Murphy's study also points out that there is a common fraud in the statement of the availability factor for wind turbines, which is the percentage of time that the wind turbine or any other power source is available. Writes Murphy, "Wind energy advocates purposely confuse the availability factor and the capacity factor in their promotional materials, to try to demonstrate that a certain number of wind turbines can produce the same energy as a nuclear power plant. In truth, although the availability factor of the wind turbine is 100% because it is available to produce power at any time, wind turbines actually produce power less than 25% of the time, and that is only when the wind blows. Compare this to the nuclear power plant, in which the availability factor and the capacity factor are the same—about 95%. The only time the nuclear reactor is not producing power is during maintenance periods."

Solar and wind power share another problem. As they are intermittent sources, they require backup power systems and a complex relationship with the power grid, whereby the power flow can be switched on and off at various times. As they are placed, by necessity, in remote locations, wind generators incur an added expense of many miles of additional transmission lines. In the case of the Texas wind boondoggle, the cost of hundreds of miles of high-voltage transmission lines for the unneeded wind installations is going to be incurred by the consumers, who will have already subsidized the wind farms through huge tax givebacks to the wind energy speculators.

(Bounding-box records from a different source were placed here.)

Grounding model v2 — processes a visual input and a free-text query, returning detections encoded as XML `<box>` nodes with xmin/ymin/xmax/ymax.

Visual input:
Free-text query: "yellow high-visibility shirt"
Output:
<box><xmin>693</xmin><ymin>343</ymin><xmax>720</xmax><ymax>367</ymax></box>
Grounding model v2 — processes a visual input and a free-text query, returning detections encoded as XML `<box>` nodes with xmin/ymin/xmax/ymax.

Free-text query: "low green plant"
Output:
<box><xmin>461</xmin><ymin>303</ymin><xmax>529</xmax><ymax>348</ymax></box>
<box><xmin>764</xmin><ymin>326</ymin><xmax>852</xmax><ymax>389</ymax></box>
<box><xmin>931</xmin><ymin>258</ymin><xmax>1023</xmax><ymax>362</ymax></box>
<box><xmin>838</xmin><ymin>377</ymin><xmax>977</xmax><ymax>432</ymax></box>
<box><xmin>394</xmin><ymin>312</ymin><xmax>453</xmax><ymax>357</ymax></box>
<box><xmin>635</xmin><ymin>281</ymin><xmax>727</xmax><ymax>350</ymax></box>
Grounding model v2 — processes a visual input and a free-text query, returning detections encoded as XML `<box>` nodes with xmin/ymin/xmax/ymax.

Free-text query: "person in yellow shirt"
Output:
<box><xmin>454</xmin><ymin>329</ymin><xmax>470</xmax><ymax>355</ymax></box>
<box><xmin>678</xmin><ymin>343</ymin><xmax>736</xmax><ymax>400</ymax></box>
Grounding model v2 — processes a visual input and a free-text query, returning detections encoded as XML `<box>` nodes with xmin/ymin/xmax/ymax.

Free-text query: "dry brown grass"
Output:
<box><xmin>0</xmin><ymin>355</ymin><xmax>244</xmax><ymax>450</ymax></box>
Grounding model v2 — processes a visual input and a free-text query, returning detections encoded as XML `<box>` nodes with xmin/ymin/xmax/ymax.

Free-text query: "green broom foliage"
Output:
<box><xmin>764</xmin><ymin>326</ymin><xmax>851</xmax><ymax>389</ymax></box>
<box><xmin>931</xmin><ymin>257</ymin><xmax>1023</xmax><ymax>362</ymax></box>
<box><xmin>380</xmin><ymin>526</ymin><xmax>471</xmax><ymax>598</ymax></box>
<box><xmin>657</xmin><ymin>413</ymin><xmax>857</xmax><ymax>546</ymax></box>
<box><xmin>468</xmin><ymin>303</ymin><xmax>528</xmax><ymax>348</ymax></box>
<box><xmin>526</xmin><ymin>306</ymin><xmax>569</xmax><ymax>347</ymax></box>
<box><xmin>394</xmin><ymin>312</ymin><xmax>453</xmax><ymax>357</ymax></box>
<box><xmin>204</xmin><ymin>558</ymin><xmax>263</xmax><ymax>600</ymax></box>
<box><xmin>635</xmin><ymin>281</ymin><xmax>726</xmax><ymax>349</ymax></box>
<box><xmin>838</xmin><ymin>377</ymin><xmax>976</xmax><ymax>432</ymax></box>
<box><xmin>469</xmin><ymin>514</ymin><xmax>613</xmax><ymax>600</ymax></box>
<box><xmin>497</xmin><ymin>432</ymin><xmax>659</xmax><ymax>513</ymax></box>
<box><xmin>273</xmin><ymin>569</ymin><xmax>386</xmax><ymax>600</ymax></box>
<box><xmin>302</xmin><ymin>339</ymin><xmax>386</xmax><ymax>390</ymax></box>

Neither wind nor solar are serious solutions to the world's energy needs. They are, rather, prescriptions for the destruction of progress and the genocidal reduction of the human population. What is really under attack in the proposal by Gore, the front man for the Anglo-Dutch oligarchy's wish to return to a new Dark Age, is science itself. Having largely destroyed the nuclear capability of the United States, the intent is to channel what remains of the next generation's scientific impulse into the pursuit of better solar cells, climate frauds, and cataloging extinct species of which the fastest accelerating is mankind.

We can secure a better future. For the first time in history, we have the means to lift all mankind out of the misery of backbreaking toil, disease, and ignorance. But first, we must overcome the irrational fear of nuclear power, and indeed, of science in general, which the controllers of Al Gore have attempted to impose upon us, from motives which are hideously evil.